The Company’s common stock is traded on the Nasdaq Global Select Market (“NASDAQ”) under the ticker symbol “CARE.”
The Bank earns revenue primarily from interest on loans and securities and fees charged for financial services provided to our customers. The Bank incurs expenses for the cost of deposits, provision for credit losses and other operating costs such as salaries and employee benefits, data processing, occupancy and tax expense.
Our mission is that the Bank strives to be the preferred lifetime financial partner for our customers and shareholders, and the employer of choice in the communities the Bank is privileged to serve. Our strategic plan focuses on restructuring the balance sheet to provide more diversification and higher yielding assets to increase the net interest margin. Another area of focus is the transformation of the infrastructure of the Bank to provide a foundation for operational efficiency and provide new products and services for our customers that will ultimately increase noninterest income.
CARTER BANKSHARES, INC. AND SUBSIDIARIES
ITEM 1. BUSINESS - (continued)
Our focus continues to be on loan and deposit growth with a shift in the composition of deposits to more low cost core deposits with less dependence on higher cost certificates of deposits (“CDs”), as well as, implementing opportunities to increase fee income while closely monitoring our operating expenses. The Bank is focused on executing our strategy to successfully build our brand and grow our business in our markets.
The Bank offers a full range of deposit services including LIFETIME FREE CHECKING, interest checking accounts, savings accounts, retirement accounts and other deposit accounts of various types, ranging from money market accounts to longer-term CDs.
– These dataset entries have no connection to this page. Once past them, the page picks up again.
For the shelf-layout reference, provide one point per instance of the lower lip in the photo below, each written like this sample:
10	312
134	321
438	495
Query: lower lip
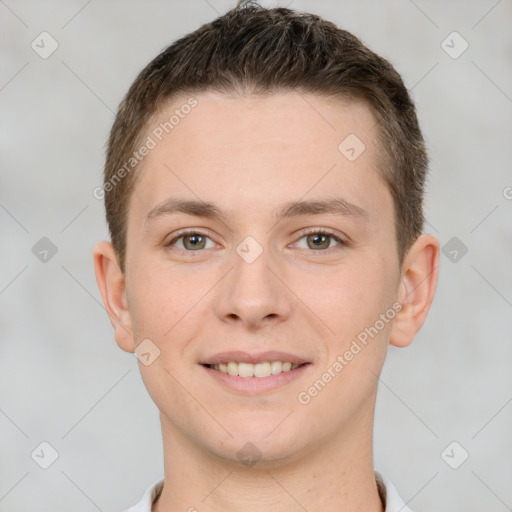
255	385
These products and services are available to our personal and business customers. The transaction accounts and time CDs are tailored to each of the Bank's principal markets at competitive rates. All deposit accounts are insured by the FDIC up to the maximum amount allowed by law. The Dodd-Frank Act Wall Street Reform and Consumer Protection Act (the “Dodd-Frank Act”), signed into law on July 21, 2010, made permanent the $250,000 limit for federal deposit insurance, and the coverage limit applies per depositor, per insured depository institution, for each account ownership.